I don’t follow a written recipe either, but I will try to give approximations. This is a very flexible and forgiving soup; if I don’t have one ingredient, maybe I have something else that will work. For instance, I like to add about 1/2 c. of barley after it’s boiling to thicken it. If I’m out of barley, then I grate a raw potato. Also, I like a variety of colors, so I put in corn (frozen or canned), or maybe some chopped yellow squash. For something green, it’s green beans, peas or broccoli. When using broccoli, I don’t add it until about the last 1/2 hour or it will turn to mush; very unpleasant. When our youngest son was a teenager and nearly all he ate was meat, surprisingly, this soup was one of his favorite meals. Inexplicably, vegetables that he wouldn’t have touched if served separately, were eaten along with everything else. I even used to sneak in a turnip once in awhile because it looks about like potato in the general mix. So, here goes:
1-2 T. olive oil
1 onion, chopped
3 stalks celery, chopped
1 clove garlic, minced
herbs and spices (optional)
3 carrots, scraped and chopped
Tomato product: sauce, paste, canned tomatoes
6+ potatoes (I like a lot of them) peeled and chopped
yellow vegetables, chopped if necessary
green vegetables, chopped if necessary
1. Turn burner to medium heat and add olive oil.
2. When oil is hot – but not smoking – onion, celery, & garlic.
3. After vegetables become translucent, add salt and pepper, paprika,
chili powder, & oregano.
4. Add carrots.
5. Pour in about 2 quarts of water and tomato product.
6. Add potatoes, yellow and green vegetables.
7. Bring to a boil and add barley or grated potato.
7. Stir occasionally. It will stick and burn if left completely unattended (especially if you add barley).
8. Set heat on low and cook for about 2 hours.
~This is a very nourishing, thrifty and comforting soup. For a small family, it will make several meals.
~If you want to add bacon, fry it first, then crumble and use the bacon grease to saute the onion, celery and garlic.

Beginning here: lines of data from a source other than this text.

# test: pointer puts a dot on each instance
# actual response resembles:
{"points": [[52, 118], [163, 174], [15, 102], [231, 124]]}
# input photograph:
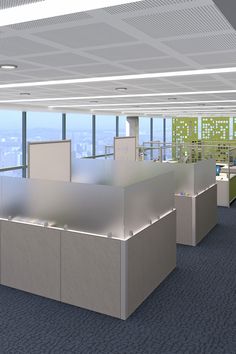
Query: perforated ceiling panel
{"points": [[51, 21], [5, 4], [170, 23], [143, 5], [142, 37]]}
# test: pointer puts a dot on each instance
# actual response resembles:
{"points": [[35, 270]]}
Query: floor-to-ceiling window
{"points": [[122, 125], [158, 129], [144, 129], [10, 141], [43, 126], [79, 130], [105, 132]]}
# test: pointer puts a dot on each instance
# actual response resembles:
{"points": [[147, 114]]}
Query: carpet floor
{"points": [[192, 312]]}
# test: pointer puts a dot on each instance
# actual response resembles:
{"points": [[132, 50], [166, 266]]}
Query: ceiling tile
{"points": [[219, 59], [20, 46], [133, 51], [202, 44], [60, 59], [157, 65], [87, 36]]}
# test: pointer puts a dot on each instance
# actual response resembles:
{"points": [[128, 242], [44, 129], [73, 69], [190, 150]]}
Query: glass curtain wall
{"points": [[105, 132], [79, 131], [10, 141]]}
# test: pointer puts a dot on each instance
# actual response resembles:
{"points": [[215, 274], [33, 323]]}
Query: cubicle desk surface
{"points": [[196, 215], [108, 275]]}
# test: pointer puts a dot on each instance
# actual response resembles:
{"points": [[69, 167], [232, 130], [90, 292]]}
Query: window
{"points": [[122, 125], [168, 130], [10, 138], [12, 173], [43, 126], [144, 130], [105, 132], [79, 130], [158, 129]]}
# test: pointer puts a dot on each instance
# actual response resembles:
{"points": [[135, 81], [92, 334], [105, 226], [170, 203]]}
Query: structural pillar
{"points": [[132, 127]]}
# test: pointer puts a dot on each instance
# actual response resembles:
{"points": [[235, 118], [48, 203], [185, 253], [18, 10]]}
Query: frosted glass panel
{"points": [[148, 200], [90, 208], [119, 173], [204, 175], [138, 192], [195, 177], [184, 178]]}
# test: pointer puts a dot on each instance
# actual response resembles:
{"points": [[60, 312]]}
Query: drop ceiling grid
{"points": [[5, 4], [102, 16]]}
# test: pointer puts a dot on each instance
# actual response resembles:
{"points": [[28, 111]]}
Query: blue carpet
{"points": [[192, 312]]}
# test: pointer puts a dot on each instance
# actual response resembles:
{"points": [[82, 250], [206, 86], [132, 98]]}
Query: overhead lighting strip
{"points": [[122, 77], [140, 104], [158, 94]]}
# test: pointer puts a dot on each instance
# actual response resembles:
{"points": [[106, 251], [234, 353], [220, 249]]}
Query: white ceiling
{"points": [[143, 37]]}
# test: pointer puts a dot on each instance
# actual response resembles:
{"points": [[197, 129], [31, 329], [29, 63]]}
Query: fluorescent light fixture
{"points": [[164, 108], [140, 104], [52, 8], [121, 89], [122, 77], [159, 94], [8, 66]]}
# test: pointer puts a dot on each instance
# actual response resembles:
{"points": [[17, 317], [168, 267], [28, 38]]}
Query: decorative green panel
{"points": [[215, 129], [234, 128], [184, 130]]}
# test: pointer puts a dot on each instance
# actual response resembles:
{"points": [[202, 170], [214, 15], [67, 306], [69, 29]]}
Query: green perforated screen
{"points": [[215, 129], [234, 128], [184, 130]]}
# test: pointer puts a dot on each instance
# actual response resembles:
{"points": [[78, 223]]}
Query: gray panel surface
{"points": [[206, 212], [151, 257], [30, 258], [90, 272], [184, 222]]}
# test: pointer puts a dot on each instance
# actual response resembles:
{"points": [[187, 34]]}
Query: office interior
{"points": [[118, 176]]}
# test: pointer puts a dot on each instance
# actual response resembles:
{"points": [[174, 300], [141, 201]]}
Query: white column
{"points": [[132, 127]]}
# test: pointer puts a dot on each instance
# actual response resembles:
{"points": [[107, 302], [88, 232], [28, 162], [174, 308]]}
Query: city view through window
{"points": [[43, 126]]}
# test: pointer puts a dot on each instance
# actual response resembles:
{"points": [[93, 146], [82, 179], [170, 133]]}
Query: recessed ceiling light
{"points": [[120, 89], [8, 66], [104, 105], [159, 94], [122, 77]]}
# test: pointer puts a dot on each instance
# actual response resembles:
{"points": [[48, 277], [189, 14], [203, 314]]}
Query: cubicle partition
{"points": [[104, 247], [195, 200]]}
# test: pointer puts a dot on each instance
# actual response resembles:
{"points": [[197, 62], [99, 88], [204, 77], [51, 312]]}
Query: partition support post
{"points": [[63, 126], [93, 135], [117, 126], [24, 144], [151, 137], [164, 136]]}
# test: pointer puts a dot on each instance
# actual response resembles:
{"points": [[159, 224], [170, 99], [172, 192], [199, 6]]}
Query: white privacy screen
{"points": [[50, 160]]}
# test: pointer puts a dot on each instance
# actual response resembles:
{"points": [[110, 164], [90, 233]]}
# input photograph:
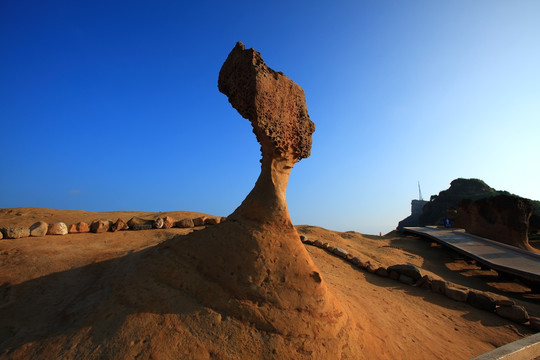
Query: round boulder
{"points": [[58, 228]]}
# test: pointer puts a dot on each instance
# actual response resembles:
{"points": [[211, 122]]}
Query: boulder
{"points": [[481, 301], [100, 226], [158, 223], [381, 271], [211, 221], [168, 222], [371, 268], [82, 227], [340, 252], [406, 279], [119, 225], [456, 294], [58, 228], [15, 232], [438, 286], [199, 221], [139, 221], [505, 302], [185, 223], [407, 269], [424, 282], [514, 313], [141, 227], [39, 229], [394, 275]]}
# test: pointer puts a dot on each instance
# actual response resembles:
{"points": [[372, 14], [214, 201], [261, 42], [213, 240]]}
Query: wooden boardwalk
{"points": [[498, 256]]}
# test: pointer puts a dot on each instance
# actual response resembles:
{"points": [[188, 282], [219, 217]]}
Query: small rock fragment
{"points": [[168, 222], [16, 232], [407, 269], [199, 221], [406, 279], [138, 221], [100, 226], [394, 275], [505, 302], [514, 313], [158, 223], [438, 286], [456, 294], [141, 227], [211, 221], [481, 301], [39, 229], [424, 282], [185, 223], [119, 225], [381, 271], [340, 252]]}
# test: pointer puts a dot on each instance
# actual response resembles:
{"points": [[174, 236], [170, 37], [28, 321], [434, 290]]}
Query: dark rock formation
{"points": [[414, 218], [503, 218], [441, 206]]}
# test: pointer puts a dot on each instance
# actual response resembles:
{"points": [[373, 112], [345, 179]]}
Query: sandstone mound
{"points": [[244, 288]]}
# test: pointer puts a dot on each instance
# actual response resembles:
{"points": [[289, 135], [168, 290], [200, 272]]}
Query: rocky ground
{"points": [[85, 296]]}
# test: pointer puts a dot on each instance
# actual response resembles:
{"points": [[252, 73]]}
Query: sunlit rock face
{"points": [[277, 109]]}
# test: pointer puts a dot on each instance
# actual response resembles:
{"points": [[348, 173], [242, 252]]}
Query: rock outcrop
{"points": [[253, 267], [441, 206], [248, 278], [503, 218], [276, 107]]}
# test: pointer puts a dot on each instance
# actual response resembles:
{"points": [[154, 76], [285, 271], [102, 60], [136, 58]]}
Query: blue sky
{"points": [[113, 105]]}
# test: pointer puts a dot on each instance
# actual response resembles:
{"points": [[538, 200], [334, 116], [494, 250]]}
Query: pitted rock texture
{"points": [[274, 104], [276, 107]]}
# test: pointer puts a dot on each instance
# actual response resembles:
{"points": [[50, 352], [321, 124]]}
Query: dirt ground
{"points": [[42, 282]]}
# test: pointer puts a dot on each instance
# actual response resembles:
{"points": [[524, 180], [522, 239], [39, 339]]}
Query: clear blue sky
{"points": [[113, 105]]}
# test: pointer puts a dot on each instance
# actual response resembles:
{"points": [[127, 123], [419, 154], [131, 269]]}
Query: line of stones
{"points": [[411, 275], [41, 228]]}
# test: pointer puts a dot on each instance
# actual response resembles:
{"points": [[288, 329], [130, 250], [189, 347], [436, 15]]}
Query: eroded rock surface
{"points": [[276, 107]]}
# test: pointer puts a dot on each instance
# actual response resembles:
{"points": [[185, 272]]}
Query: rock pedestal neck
{"points": [[276, 107]]}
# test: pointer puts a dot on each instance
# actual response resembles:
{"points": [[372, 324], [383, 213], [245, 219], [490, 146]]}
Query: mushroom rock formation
{"points": [[243, 288], [276, 107], [253, 265]]}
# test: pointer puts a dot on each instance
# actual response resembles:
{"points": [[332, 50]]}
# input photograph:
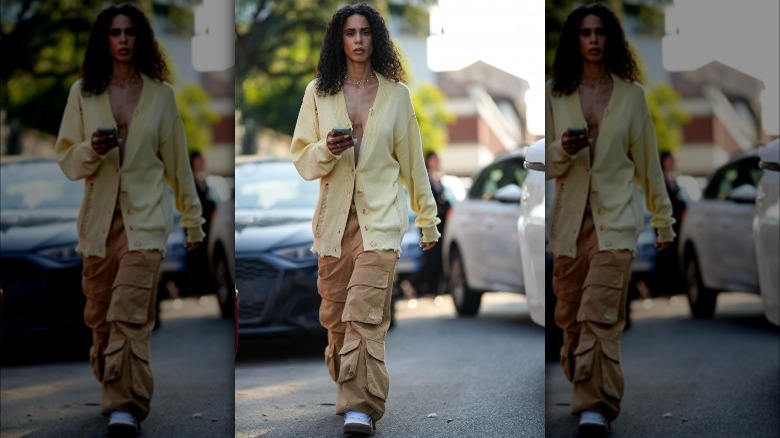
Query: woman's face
{"points": [[593, 39], [121, 39], [356, 37]]}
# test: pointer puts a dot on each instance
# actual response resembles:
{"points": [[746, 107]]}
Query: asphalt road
{"points": [[689, 378], [449, 377], [192, 360]]}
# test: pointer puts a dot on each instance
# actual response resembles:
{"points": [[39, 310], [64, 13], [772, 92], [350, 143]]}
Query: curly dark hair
{"points": [[567, 65], [97, 65], [332, 65]]}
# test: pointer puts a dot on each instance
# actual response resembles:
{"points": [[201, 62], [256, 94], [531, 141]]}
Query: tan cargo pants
{"points": [[355, 309], [591, 311], [121, 290]]}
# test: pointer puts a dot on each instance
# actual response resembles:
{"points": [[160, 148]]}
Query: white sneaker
{"points": [[358, 423], [593, 425], [122, 424]]}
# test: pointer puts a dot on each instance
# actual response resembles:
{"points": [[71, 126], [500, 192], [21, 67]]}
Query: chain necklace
{"points": [[359, 82], [601, 81], [123, 82]]}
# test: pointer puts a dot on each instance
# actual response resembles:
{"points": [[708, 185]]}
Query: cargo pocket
{"points": [[141, 370], [583, 360], [349, 355], [602, 293], [377, 381], [96, 362], [367, 293], [330, 361], [113, 359], [612, 374], [132, 296], [566, 362]]}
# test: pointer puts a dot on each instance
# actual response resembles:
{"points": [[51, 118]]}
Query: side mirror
{"points": [[510, 193], [744, 194]]}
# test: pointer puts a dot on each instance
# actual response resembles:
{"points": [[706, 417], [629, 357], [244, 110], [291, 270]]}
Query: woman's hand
{"points": [[339, 143], [574, 143], [426, 246], [104, 143]]}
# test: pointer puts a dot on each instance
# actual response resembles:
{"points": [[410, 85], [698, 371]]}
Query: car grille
{"points": [[36, 298], [255, 280]]}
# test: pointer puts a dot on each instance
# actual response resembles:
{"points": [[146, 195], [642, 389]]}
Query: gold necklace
{"points": [[601, 81], [122, 82], [359, 82]]}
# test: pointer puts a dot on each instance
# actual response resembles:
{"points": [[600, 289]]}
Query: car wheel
{"points": [[226, 292], [701, 299], [466, 300]]}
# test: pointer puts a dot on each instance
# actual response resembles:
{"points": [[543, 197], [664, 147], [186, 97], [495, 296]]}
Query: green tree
{"points": [[43, 46], [277, 48], [663, 100], [196, 115], [432, 116], [668, 116]]}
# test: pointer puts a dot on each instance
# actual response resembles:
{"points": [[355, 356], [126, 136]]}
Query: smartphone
{"points": [[342, 130], [107, 130]]}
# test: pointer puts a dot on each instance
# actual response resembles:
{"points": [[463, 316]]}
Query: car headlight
{"points": [[297, 253], [61, 253]]}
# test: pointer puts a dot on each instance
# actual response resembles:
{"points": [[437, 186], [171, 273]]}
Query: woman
{"points": [[597, 212], [361, 214], [126, 214]]}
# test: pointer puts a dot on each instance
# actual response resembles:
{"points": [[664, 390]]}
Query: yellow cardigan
{"points": [[625, 161], [155, 153], [391, 158]]}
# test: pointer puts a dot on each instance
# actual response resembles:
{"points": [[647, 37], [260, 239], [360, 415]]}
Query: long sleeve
{"points": [[649, 175], [414, 176], [73, 147], [310, 153], [178, 174]]}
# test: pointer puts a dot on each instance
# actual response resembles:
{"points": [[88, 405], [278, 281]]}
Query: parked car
{"points": [[40, 270], [274, 269], [481, 250], [717, 247], [766, 230], [531, 231]]}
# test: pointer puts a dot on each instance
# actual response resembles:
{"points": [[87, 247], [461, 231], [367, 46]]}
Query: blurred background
{"points": [[45, 343]]}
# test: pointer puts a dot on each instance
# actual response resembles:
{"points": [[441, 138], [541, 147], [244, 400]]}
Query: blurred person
{"points": [[198, 276], [426, 280], [361, 214], [668, 276], [601, 150], [125, 215]]}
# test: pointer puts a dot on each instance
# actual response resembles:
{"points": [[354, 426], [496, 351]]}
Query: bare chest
{"points": [[594, 101], [124, 101], [359, 101]]}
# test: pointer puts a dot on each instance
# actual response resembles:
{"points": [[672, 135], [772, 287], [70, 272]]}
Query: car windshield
{"points": [[37, 184], [272, 185]]}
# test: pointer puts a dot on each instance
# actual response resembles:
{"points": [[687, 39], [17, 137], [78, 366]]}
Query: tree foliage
{"points": [[277, 47], [43, 46], [663, 100]]}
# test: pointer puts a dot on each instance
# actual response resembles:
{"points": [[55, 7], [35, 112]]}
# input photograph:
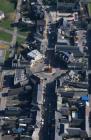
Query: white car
{"points": [[27, 20]]}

~If you use canned tomatoes, the broth will be thinner, of course. Tomato paste will make a thick broth, more stew-like. When I use paste, I cut the vegetables in bigger chunks.
~Leftover spaghetti sauce can even be used for the tomato base. If so adjust the other herbs/spices accordingly.
~Add water while it’s cooking if it looks like it needs it, or you like it thinner.
~Use your own judgment about what leftover vegetables you would like to add. Personally, with the exception of lima beans, I don’t care for beans in vegetable soup but if you do, go ahead and put them in.
~Omit all the herbs and spices if you prefer the flavor of the vegetables alone. Or, if you want to make it more like minestrone, eliminate the chili powder and add basil and beans.
~I’ve never been successful in adding macaroni or rice to this recipe, but if you know just when to add them, try it. Neither one should be put in for the whole cooking time.
~My mother added shredded cabbage, but this is something else I can’t seem to get right. Maybe I’ve tried to use too much. Maybe she just put in about a cup of shred. It was very good in hers.
~Even though our sons are grown and gone from home, I still make a large kettle of this soup. It’s actually better the second day after it’s been refrigerated overnight. And it’s so easy to just re-heat a couple of bowls for lunch on Saturday when we’ve been working out in the yard or come in from church on Sunday.
~On subsequent days, it will look like it needs water added before reheating, but only add a little, if any at all. It becomes more liquid as it heats.
~If reheating on the stovetop instead of a microwave, stir fairly constantly while heating. It sticks and burns easily.
~Cornbread is the best accompaniment, but cheese and crackers are good, too. My husband likes it with hot, buttered toast.